3. Efficient Processing: Streamlined procedures to expedite registration.
4. Regulatory Compliance: Adherence to all legal and statutory obligations.
5. Tailored Solutions: Tailored services to achieve your company objectives.

Commonly Asked Questions

1. What is the minimal amount of capital needed to register an Indian subsidiary company?
There is no minimum capital required to register an Indian subsidiary company.

2. Can a foreigner have a director position in an Indian subsidiary?
Yes, but the directors must reside in India at least one time

3. How long does the Indian Subsidiary Company Registration process take?
The process usually takes 20 to 30 working days, depending on governmental approvals and document preparedness.

4. Are there any sector-specific restrictions on foreign subsidiaries?
Yes, certain sectors like defense and telecommunications have specific FDI caps and regulatory guidelines.

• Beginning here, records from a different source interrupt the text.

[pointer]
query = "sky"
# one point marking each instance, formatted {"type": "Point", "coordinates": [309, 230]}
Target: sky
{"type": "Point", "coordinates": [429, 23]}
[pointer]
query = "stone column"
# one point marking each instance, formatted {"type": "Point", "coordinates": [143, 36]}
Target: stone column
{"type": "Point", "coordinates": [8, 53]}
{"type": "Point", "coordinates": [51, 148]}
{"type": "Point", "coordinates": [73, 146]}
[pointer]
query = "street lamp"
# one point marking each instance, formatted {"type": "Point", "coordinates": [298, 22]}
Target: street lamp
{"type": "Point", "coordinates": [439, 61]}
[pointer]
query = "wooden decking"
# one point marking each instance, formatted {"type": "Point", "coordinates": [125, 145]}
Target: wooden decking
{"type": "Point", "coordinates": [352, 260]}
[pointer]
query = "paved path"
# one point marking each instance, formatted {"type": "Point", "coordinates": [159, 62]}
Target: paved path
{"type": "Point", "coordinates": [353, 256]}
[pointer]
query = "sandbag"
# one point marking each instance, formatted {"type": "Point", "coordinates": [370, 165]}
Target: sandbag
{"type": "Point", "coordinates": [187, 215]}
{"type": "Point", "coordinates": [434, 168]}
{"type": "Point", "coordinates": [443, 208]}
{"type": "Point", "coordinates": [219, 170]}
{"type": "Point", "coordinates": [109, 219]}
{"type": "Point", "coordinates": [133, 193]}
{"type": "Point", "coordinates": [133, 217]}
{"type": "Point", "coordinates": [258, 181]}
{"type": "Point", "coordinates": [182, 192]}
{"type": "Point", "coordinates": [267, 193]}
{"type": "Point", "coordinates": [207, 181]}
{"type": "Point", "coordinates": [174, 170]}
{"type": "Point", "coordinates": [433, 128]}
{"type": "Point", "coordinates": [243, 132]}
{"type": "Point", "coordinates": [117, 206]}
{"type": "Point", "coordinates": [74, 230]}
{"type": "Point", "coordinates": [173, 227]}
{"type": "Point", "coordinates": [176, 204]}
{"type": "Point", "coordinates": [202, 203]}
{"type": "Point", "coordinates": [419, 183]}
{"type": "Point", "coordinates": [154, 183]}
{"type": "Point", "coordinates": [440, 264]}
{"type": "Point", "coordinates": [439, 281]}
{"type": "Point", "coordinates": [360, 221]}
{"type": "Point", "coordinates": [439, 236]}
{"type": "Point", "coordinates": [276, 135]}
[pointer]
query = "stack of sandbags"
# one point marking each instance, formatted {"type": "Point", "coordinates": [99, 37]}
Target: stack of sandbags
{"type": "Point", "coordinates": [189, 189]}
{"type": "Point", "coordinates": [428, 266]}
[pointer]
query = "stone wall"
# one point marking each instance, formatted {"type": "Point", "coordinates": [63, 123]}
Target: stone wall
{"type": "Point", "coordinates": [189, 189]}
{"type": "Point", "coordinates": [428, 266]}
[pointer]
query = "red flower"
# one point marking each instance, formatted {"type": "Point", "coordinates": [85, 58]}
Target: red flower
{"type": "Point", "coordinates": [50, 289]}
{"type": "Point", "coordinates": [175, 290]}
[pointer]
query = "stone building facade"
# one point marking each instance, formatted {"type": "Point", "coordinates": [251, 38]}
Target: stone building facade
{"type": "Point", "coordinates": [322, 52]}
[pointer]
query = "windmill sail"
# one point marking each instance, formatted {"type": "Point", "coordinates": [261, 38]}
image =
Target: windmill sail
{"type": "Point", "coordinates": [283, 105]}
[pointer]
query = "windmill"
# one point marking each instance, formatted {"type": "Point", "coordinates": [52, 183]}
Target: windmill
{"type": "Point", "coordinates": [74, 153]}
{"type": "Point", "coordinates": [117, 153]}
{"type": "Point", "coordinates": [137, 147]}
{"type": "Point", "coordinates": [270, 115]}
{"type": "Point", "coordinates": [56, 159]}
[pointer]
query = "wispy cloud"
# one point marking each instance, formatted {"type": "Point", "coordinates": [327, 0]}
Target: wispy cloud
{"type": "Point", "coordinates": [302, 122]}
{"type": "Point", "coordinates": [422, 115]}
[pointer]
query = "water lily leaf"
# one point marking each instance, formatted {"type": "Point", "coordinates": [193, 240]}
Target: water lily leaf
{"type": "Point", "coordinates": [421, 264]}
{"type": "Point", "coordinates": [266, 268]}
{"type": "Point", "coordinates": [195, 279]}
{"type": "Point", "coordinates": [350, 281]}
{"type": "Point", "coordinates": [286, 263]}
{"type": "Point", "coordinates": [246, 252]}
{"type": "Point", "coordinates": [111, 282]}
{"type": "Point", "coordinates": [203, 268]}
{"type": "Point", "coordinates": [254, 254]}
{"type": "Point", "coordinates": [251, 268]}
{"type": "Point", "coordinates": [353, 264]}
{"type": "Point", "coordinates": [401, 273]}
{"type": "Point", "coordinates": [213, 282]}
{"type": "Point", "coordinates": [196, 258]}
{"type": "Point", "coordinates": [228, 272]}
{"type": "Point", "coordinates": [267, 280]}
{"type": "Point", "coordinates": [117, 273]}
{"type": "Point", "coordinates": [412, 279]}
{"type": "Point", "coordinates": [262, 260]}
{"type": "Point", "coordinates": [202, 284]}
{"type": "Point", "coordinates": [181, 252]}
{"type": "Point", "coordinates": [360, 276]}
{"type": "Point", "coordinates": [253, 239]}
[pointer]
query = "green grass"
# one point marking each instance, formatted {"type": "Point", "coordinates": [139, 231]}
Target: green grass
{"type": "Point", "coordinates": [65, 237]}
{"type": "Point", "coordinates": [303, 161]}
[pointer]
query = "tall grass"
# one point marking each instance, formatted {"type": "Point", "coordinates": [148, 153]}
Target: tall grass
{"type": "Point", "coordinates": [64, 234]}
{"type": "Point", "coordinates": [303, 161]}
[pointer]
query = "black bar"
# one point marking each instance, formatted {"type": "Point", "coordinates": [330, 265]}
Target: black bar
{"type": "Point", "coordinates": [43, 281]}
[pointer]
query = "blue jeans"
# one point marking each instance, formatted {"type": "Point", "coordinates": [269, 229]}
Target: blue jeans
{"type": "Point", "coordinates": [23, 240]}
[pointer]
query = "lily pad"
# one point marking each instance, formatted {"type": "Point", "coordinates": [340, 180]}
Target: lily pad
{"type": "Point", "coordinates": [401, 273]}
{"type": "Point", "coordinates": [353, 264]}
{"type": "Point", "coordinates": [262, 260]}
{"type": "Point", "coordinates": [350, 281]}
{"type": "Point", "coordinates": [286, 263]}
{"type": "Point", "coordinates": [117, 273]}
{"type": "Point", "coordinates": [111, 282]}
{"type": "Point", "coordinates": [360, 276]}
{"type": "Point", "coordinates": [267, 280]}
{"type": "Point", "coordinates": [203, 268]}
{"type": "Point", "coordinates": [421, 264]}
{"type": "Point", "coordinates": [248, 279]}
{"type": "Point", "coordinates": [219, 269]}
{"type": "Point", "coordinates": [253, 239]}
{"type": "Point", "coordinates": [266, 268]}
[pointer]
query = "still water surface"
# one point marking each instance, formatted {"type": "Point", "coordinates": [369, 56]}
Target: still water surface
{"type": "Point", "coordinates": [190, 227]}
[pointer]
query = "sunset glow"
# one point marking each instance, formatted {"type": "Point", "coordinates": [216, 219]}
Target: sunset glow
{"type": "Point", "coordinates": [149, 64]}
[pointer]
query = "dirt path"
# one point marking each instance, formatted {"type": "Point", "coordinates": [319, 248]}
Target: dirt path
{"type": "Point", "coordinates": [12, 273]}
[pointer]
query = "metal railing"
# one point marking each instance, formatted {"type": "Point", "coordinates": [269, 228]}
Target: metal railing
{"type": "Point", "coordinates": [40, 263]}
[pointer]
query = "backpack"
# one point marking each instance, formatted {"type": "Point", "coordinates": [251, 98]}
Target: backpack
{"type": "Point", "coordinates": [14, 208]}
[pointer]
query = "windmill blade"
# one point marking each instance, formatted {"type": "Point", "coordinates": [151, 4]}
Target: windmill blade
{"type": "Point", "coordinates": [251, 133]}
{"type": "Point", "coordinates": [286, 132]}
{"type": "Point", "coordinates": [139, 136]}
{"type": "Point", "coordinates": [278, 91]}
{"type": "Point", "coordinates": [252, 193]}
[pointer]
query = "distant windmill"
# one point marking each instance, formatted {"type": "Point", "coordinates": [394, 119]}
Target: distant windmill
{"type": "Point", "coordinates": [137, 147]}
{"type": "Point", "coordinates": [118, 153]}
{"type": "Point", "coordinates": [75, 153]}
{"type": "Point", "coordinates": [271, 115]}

5. What are the tax implications for Indian subsidiaries?
Indian subsidiaries are subject to corporate tax rates and other applicable taxes as per Indian law.

6. Can an Indian subsidiary repatriate profits to its parent company?
Yes, profits can be repatriated following FEMA guidelines and after fulfilling tax obligations.

At Vijendra & Co, we are dedicated to facilitating seamless Indian Subsidiary Company Registration for businesses aiming to establish a successful presence in India.